Esse tipo parece funcionar. Eu não tentei ainda.
A essência disso é que existe um arquivo CSS padrão que o Chrome carrega. Você pode definir seu nível de zoom lá. Melhor ainda. Se você executar um zoom manual, o Chrome se lembrará desse site.
link
edit: oops, esqueci de colar as instruções ...
Chrome loads user-defined stylesheets from the ‘User StyleSheets’
folder. In Linux, this folder is usually located in
‘~/.config/google-chrome/Default’. In Windows, this folder is in
‘%USERPROFILE%\Local Settings\Application Data\Google\Chrome\User
Data\Default’ for XP and
‘%USERPROFILE%\AppData\Local\Google\Chrome\User Data\Default’ for
Vista and above. Chromium has slightly different folder names [2].

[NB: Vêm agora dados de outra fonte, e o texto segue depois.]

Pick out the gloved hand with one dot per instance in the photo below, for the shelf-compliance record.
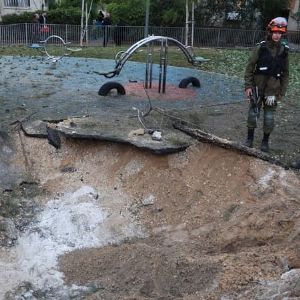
(270, 100)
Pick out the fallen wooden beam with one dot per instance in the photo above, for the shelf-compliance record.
(224, 143)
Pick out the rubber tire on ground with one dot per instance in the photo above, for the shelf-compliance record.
(108, 86)
(186, 81)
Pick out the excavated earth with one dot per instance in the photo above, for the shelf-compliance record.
(100, 217)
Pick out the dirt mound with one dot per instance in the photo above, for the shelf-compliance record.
(215, 223)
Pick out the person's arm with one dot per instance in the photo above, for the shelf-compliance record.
(250, 68)
(284, 80)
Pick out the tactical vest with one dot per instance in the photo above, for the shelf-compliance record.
(269, 65)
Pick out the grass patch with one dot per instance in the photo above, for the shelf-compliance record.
(229, 62)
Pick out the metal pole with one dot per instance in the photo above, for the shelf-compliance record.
(146, 32)
(193, 23)
(186, 22)
(81, 23)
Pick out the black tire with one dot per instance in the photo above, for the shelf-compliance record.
(186, 81)
(53, 138)
(108, 86)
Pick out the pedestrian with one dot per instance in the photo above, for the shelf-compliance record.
(106, 22)
(35, 38)
(267, 72)
(43, 23)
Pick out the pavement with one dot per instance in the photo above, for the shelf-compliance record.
(63, 96)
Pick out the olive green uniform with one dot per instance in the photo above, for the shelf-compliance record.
(267, 85)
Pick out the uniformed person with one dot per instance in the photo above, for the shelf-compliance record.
(267, 72)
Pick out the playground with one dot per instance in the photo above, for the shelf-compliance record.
(95, 207)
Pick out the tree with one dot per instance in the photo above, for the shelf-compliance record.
(271, 9)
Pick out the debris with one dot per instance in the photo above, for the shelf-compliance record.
(140, 131)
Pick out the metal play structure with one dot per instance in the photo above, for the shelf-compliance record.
(122, 57)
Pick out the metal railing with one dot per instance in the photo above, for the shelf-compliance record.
(27, 33)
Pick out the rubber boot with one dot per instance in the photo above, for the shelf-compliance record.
(250, 138)
(265, 143)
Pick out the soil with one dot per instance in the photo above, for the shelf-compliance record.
(216, 223)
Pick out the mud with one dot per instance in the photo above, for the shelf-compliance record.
(214, 224)
(204, 223)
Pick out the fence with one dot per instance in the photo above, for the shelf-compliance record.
(28, 33)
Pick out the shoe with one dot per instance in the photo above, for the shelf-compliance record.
(250, 138)
(249, 143)
(265, 143)
(296, 165)
(264, 146)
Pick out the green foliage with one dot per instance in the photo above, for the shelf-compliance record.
(130, 12)
(271, 9)
(25, 17)
(70, 15)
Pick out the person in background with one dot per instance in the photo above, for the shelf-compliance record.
(106, 22)
(267, 72)
(35, 30)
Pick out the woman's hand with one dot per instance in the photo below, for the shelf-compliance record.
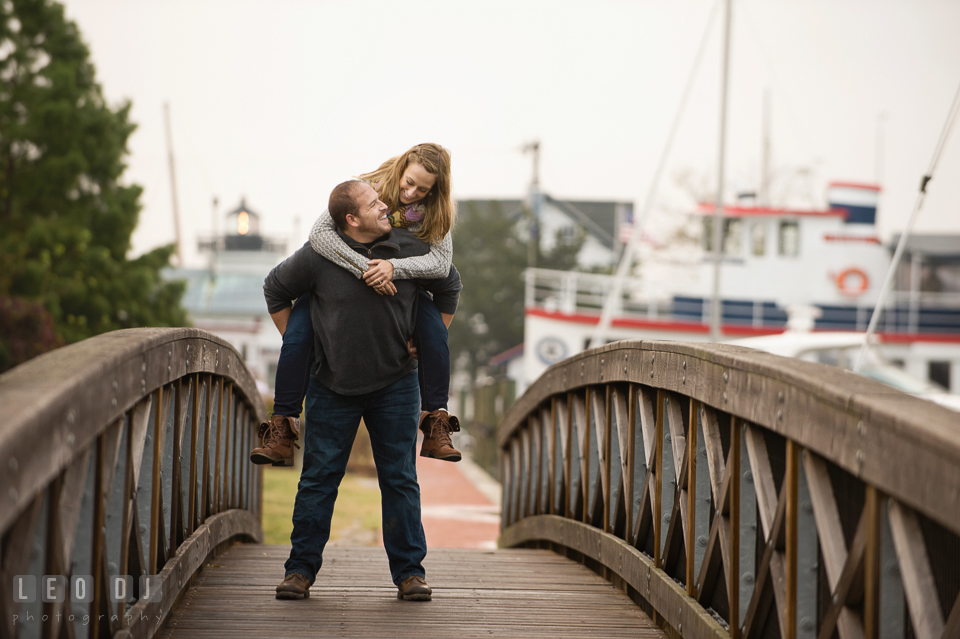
(378, 272)
(385, 288)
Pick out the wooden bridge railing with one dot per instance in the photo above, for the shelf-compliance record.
(734, 493)
(124, 454)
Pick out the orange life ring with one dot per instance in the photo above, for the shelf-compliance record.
(853, 288)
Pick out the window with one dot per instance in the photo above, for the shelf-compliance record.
(789, 239)
(758, 239)
(733, 237)
(939, 373)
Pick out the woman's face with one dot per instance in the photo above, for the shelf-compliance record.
(415, 183)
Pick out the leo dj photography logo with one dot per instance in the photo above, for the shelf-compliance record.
(55, 589)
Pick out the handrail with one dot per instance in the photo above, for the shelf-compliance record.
(830, 498)
(177, 401)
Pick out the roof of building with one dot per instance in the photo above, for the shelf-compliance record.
(222, 294)
(599, 218)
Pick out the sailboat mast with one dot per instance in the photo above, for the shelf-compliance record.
(173, 186)
(715, 310)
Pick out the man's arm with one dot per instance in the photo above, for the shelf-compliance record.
(446, 292)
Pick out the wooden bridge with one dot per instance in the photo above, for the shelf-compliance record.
(649, 489)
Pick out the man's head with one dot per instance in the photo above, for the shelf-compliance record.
(356, 209)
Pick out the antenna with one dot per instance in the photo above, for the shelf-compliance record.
(715, 303)
(173, 186)
(535, 203)
(764, 195)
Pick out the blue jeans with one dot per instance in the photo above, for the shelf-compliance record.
(433, 354)
(296, 355)
(390, 415)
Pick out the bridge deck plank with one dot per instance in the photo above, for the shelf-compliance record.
(477, 593)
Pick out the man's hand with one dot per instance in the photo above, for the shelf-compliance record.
(386, 288)
(379, 275)
(379, 271)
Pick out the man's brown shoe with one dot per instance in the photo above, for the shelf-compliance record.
(414, 588)
(436, 427)
(277, 440)
(294, 586)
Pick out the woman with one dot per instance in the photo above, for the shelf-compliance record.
(416, 187)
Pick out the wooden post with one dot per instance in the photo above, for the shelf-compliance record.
(792, 479)
(194, 437)
(733, 581)
(692, 497)
(551, 508)
(99, 542)
(631, 459)
(585, 451)
(658, 469)
(155, 513)
(568, 496)
(215, 498)
(871, 565)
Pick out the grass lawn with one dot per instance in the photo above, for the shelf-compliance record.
(356, 517)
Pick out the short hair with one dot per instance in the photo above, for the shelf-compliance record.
(343, 202)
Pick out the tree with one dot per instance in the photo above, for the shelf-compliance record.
(66, 217)
(491, 256)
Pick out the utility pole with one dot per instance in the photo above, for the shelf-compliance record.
(215, 227)
(173, 186)
(715, 310)
(536, 203)
(764, 199)
(878, 148)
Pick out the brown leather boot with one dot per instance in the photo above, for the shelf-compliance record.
(414, 588)
(294, 586)
(277, 440)
(436, 427)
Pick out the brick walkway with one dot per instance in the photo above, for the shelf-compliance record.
(460, 504)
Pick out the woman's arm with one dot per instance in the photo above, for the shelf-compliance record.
(433, 265)
(326, 242)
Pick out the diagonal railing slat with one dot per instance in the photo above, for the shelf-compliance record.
(124, 407)
(802, 461)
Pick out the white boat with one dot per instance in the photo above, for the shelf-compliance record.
(830, 259)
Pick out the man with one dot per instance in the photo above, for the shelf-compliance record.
(362, 369)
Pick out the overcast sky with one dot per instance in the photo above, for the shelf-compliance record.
(280, 101)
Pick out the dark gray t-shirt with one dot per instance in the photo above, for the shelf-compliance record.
(361, 337)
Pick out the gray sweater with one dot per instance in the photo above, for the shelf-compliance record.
(360, 337)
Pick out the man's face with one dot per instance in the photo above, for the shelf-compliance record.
(371, 218)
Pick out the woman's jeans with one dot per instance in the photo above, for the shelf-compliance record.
(296, 356)
(390, 415)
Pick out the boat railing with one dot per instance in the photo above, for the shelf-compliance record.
(577, 293)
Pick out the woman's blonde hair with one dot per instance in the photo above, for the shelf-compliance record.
(440, 208)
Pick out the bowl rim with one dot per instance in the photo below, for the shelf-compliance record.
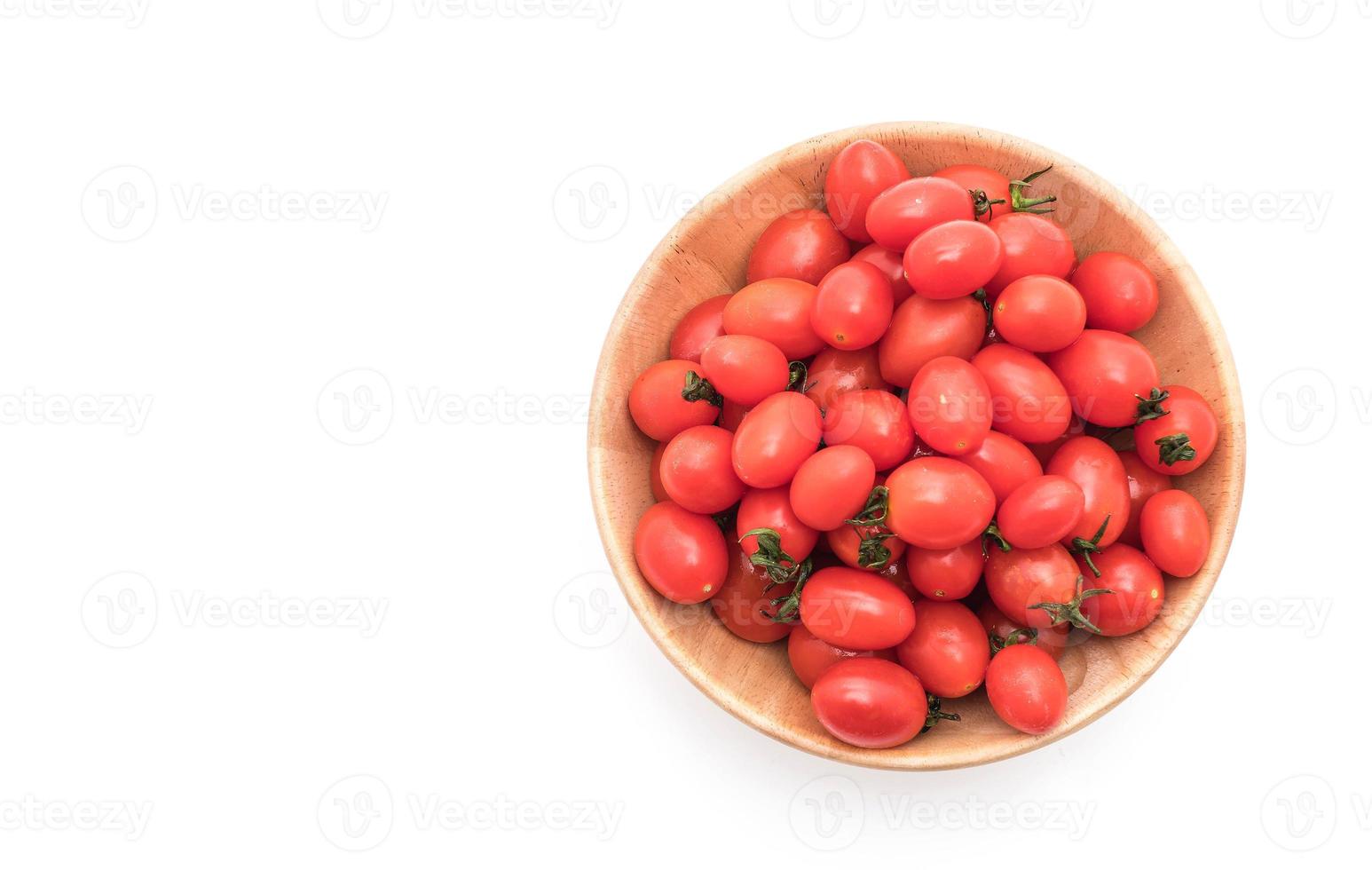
(650, 613)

There should be an empty Custom.css file in the ‘User StyleSheets’
folder. Just add the following lines to the Custom.css file and save.
1 body 2 { 3 zoom: 1.5; 4 } Styles defined in Custom.css will be
applied to all websites visited. The above lines will automatically
zoom every website to a pre-defined level of 150% (=1.5). In cases
where 150% is not ideal and manual zooming is used, Chrome’s built-in
zoom-memory will kick in and on subsequent visits, zoom the content to
the manually set level instead of the pre-defined 150%.
In short, four lines of code, along with Chrome’s built-in features,
pretty much achieves the basic functions of NoSquint on Firefox:
default zoom level plus site-specific zoom level.